Summary of Graph Datasets in Subgraph Matching Research

This blog summarizes the data graphs that are frequently used in isomorphism-based subgraph matching algorithm/system research. The surveyed literature is listed in the “Reference” section.

Problem Definition of Isomorphism-based Subgraph Matching

Given a single large data graph $D$ and a small query graph $q$, the target of subgraph isomorphism is to find all subgraphs of $D$ that are isomorphic to $q$.

The data graph and query graph may have labels attached to the vertices and/or edges. In those cases, a subgraph of $D$ matches the query graph $q$ if and only if they are isomorphic and their corresponding vertex/edge labels match.

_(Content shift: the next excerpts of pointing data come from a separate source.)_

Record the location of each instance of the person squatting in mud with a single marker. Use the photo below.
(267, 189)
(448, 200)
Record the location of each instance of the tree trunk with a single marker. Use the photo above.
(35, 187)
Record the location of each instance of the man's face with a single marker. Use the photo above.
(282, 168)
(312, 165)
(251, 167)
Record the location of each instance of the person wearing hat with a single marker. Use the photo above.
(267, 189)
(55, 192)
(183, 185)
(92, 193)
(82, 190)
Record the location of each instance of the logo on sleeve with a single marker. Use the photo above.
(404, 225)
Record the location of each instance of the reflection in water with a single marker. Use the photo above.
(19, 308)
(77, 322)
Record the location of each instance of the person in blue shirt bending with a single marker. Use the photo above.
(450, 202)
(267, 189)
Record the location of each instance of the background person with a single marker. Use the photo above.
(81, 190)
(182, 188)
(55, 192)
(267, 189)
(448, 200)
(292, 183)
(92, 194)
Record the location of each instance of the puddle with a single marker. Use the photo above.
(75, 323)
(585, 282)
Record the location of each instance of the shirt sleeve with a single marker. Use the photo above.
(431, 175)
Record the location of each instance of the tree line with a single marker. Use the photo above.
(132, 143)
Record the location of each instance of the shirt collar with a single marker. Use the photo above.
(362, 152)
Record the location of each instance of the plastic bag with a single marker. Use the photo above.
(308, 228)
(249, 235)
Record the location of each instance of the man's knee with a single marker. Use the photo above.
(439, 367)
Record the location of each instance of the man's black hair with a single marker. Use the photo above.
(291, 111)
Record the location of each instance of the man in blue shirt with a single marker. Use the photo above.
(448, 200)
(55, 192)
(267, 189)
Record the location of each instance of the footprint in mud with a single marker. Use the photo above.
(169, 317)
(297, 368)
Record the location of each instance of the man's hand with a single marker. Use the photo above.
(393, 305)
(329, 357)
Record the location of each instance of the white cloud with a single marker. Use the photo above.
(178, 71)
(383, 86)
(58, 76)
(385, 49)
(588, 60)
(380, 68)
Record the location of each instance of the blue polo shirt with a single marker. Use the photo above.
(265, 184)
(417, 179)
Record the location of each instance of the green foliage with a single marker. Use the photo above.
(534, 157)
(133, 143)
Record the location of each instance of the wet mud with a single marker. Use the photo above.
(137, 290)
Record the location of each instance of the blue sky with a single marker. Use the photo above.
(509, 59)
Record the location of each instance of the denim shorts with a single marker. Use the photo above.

Classification of Graph Datasets

The graph datasets that are used as data graphs in research can be grouped into two groups: real-world graphs and synthetic graphs.

Real-world Graphs

The statistics and description of the real-world graph datasets are summarized in the following table. Each graph dataset is given a unified code name.

Note: The statistics of each graph are retrieved from the literature. Their precision values depend on how to process the dataset files. Since different authors may process the original dataset files in different ways, it is common that the statistics do not agree with each other in literature.

The average degree $\bar{d}$ is defined as $\bar{d}=V/E$ (for directed graphs) and $\bar{d}=2V/E$ (for undirected graphs), where $V$ is the number of vertices and $E$ is the number of edges.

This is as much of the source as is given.